Leetcode 2161. Partition Array According to Given Pivot

#Array #Two Pointers #Simulation

Table of Contents

Problem Informations

Problem Description

You are given a 0-indexed integer array nums and an integer pivot. Rearrange nums such that the following conditions are satisfied:

  • Every element less than pivot appears before every element greater than pivot.
  • Every element equal to pivot appears in between the elements less than and greater than pivot.
  • The relative order of the elements less than pivot and the elements greater than pivot is maintained.
    • More formally, consider every $p_i$, $p_j$ where $p_i$ is the new position of the $i^{th}$ element and $p_j$ is the new position of the $j^{th}$ element. If $i < j$ and both elements are smaller (or larger) than pivot, then $p_i < p_j$.

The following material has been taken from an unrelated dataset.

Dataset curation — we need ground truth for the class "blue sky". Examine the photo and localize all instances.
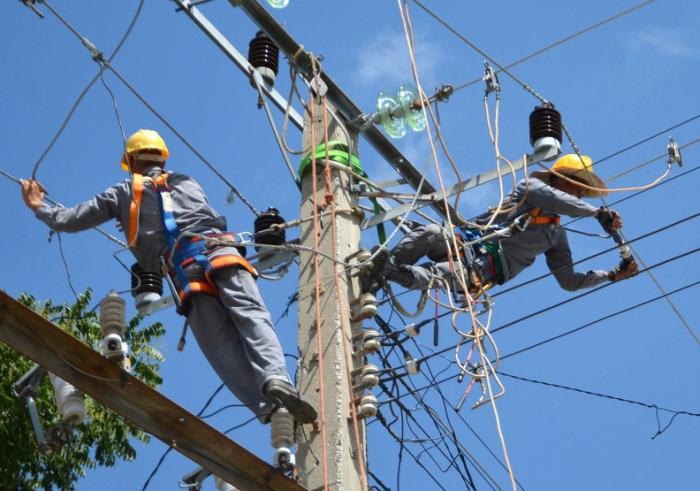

Return nums after the rearrangement.

Example 1:

Input: nums = [9,12,5,10,14,3,10], pivot = 10
Output: [9,5,3,10,10,12,14]
Explanation: 
The elements 9, 5, and 3 are less than the pivot so they are on the left side of the array.
The elements 12 and 14 are greater than the pivot so they are on the right side of the array.
The relative ordering of the elements less than and greater than pivot is also maintained. [9, 5, 3] and [12, 14] are the respective orderings.

Example 2:

Input: nums = [-3,4,3,2], pivot = 2
Output: [-3,2,4,3]
Explanation: 
The element -3 is less than the pivot so it is on the left side of the array.
The elements 4 and 3 are greater than the pivot so they are on the right side of the array.
The relative ordering of the elements less than and greater than pivot is also maintained. [-3] and [4, 3] are the respective orderings.

Constraints:

  • $1 \leq \text{nums.length} \leq 10^5$
  • $-10^6 \leq \text{nums}[i] \leq 10^6$
  • pivot equals to an element of nums.

Intuition

The problem essentially revolves around rearranging an array based on its elements in relation to a given pivot. The core idea is to divide the array into three distinct sections: elements less than the pivot, elements equal to the pivot, and elements greater than the pivot. By maintaining these sections and not altering the relative order of elements within them, we ensure that the array adheres to the given requirements, while preserving stability for elements with respect to the pivot.

Approach

The approach involves utilizing auxiliary data structures to categorize and reorder the elements efficiently:

  1. Initialization:

    • Utilize two queues: less for storing elements less than the pivot, and greater for elements greater than the pivot. Queues are ideal here as they preserve the order of elements, which is essential for maintaining the relative order.
  2. Classification:

    • Iterate through the given nums array. For every element in nums, compare it to the pivot.
      • If the element is less than pivot, add it to the less queue.
      • If the element is greater than pivot, add it to the greater queue.
      • Elements equal to pivot are not added to any queue as they will be dealt with later in-place.
  3. Reconstruction:

    • Initialize an index idx at 0, which will be used to overwrite the nums array.
    • Dequeue all elements from the less queue and overwrite nums from the start, moving idx forward.
    • Next, fill the array from the current idx position with the pivot value itself. The number of pivot elements to place is derived from the array’s total size minus the combined size of less and greater queues.
    • Finally, dequeue all elements from the greater queue and continue to overwrite nums starting from the updated idx.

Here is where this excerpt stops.